= George Lailey =

George Lailey (1869–1958) was a craftsman from the United Kingdom, noted as the last professional practitioner of the traditional craft of bowl-turning using a pole lathe.

==Life==

Lailey lived in Miles Green, near the Berkshire village of Bucklebury Common, near Newbury. Both his grandfather, George William Lailey (1782–1871) and his father William (1847–1912) were also bowl-turners, specialising in the production of bowls and plates from elm wood using a pole lathe. George Lailey was particularly noted for his exceptional skill of turning bowls in a 'nest', one inside another. After being mentioned in Henry Vollam Morton's popular 1927 book In Search of England, Lailey's work became increasingly desirable, and he began signing and dating his pieces.

George Lailey was unmarried, had no children to pass his skills to, and was unable to find anyone who wanted to continue his business. By the time of his death in December 1958 he had for many years been the last practitioner of his craft, and his equipment and tools were given to the University of Reading's Museum of English Rural Life.

==Working techniques==

Lailey's workshop, on Bucklebury Common, had the form of a Grubenhaus (a sunken-floored building of early mediaeval type), though it dated from the nineteenth century. He did not install an electricity supply, though one was available.
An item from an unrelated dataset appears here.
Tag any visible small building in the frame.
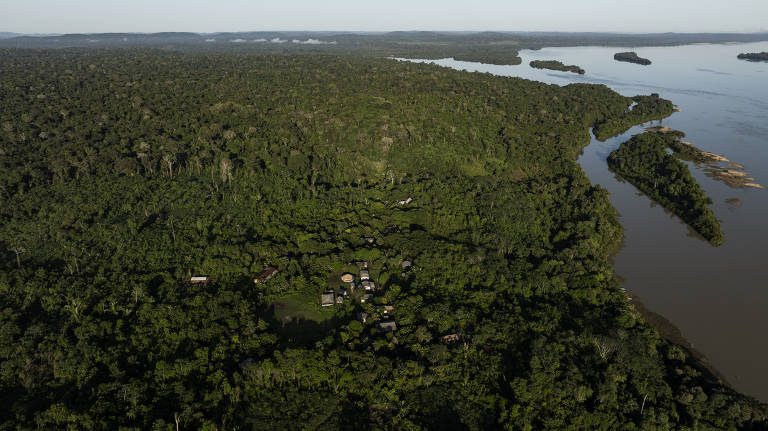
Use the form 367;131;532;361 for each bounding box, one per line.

Lailey made a variety of items (including wooden ladles) but concentrated mainly on bowls, produced in a variety of sizes. For this, elm logs were seasoned for at least two years, sawn with a crosscut saw, and then trimmed using a side axe; the blanks were then roughly turned, stored for a further short period and finished on the lathe, applying a polish of beeswax and turmeric root. Most of the specialist tools used would have been made by Lailey himself.

Lailey charged a relatively modest amount for his services, although he and his father had also supplied leading London stores, including Harrods, with their work around the turn of the twentieth century, when there was a fashion for craftsman-made items. He told Morton that "Money's only storing up trouble, I think. I like making bowls better than I like making money."